Log(z) : singularity, series and pole

1. Apr 30, 2012

Ritz_physics

Firstly does log(z) have any singularity other than z=0?
Secondly, z=0 is a pole of what order for log(z)? What is the Laurent series expansion for log(z)
at z=0?

2. Apr 30, 2012

jackmell

You got $\sqrt{z}$ straight? How many singular points that one has? Two right. Zero and infinity. That is, there exists a neighborhood of zero and infinity such that one complete circuit around them carries a branch of $\sqrt{z}$ into another branch. There's one at infinity cus' any very large circle around the origin is a circle around the point at infinity and that circle carries the value of $\sqrt{z}$ into another branch. For example a circle starting at 4 starts at $\sqrt{4}=2$, then after one full circuit along an analytically continuous path over the function, goes to $-2$. After a $4\pi$ circuit, it goes back to 2. And the order of a branch-point is the number of times for this minus one so $\sqrt{z}$ has an algebraic branch point of order one at both the origin and infinity. If it were $\sqrt[3]{z}$, same dif except the order is 2. Those singular point are not poles because they are not issolated. That is, there is no neighborhood around them where the function is analytic and single-valued. Obviously since $\sqrt{z}$ will be different after one full circuit around the neighborhood so it's not single-valued.

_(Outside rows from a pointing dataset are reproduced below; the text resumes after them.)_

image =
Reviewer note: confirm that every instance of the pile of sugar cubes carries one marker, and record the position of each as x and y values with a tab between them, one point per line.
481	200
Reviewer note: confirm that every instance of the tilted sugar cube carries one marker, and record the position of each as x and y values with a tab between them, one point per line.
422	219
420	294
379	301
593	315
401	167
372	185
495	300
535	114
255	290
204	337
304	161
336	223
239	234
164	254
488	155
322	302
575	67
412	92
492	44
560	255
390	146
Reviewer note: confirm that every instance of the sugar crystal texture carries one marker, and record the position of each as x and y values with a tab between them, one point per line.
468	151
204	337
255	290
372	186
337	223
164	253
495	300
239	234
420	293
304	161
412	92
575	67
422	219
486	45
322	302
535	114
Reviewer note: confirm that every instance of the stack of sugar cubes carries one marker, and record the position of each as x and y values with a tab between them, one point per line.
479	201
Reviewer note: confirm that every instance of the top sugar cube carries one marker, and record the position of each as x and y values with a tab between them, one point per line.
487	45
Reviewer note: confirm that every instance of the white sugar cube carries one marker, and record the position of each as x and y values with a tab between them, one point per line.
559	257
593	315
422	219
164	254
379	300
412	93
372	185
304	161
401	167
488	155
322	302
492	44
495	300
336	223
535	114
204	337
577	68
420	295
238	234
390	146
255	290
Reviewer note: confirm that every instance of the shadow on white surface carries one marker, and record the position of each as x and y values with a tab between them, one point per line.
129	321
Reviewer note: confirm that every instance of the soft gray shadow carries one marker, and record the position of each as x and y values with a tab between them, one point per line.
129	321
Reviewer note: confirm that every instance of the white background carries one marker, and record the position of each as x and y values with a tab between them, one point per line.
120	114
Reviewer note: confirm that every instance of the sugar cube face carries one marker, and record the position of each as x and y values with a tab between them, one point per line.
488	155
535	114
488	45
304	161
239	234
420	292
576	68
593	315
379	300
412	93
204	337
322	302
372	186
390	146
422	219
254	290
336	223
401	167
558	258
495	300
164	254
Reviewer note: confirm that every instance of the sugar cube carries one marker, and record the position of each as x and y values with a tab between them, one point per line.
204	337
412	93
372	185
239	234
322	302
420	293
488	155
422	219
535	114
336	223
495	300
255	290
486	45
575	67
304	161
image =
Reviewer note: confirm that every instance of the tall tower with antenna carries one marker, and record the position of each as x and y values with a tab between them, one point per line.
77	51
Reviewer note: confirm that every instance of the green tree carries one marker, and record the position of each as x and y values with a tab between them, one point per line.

But the Laurent series expansion is a power series around poles so therefore $\sqrt[n]{z}$ does not have a Laurent expansion about it's singular points.

Now what about log(z)? That one has singular points called "logarithmic branch points" of infinite order since circuits around the origin or infinity around the function never return to the starting value. These too are not poles since they also are not issolated and so therefore do not have Laurent series expansions about their singular points.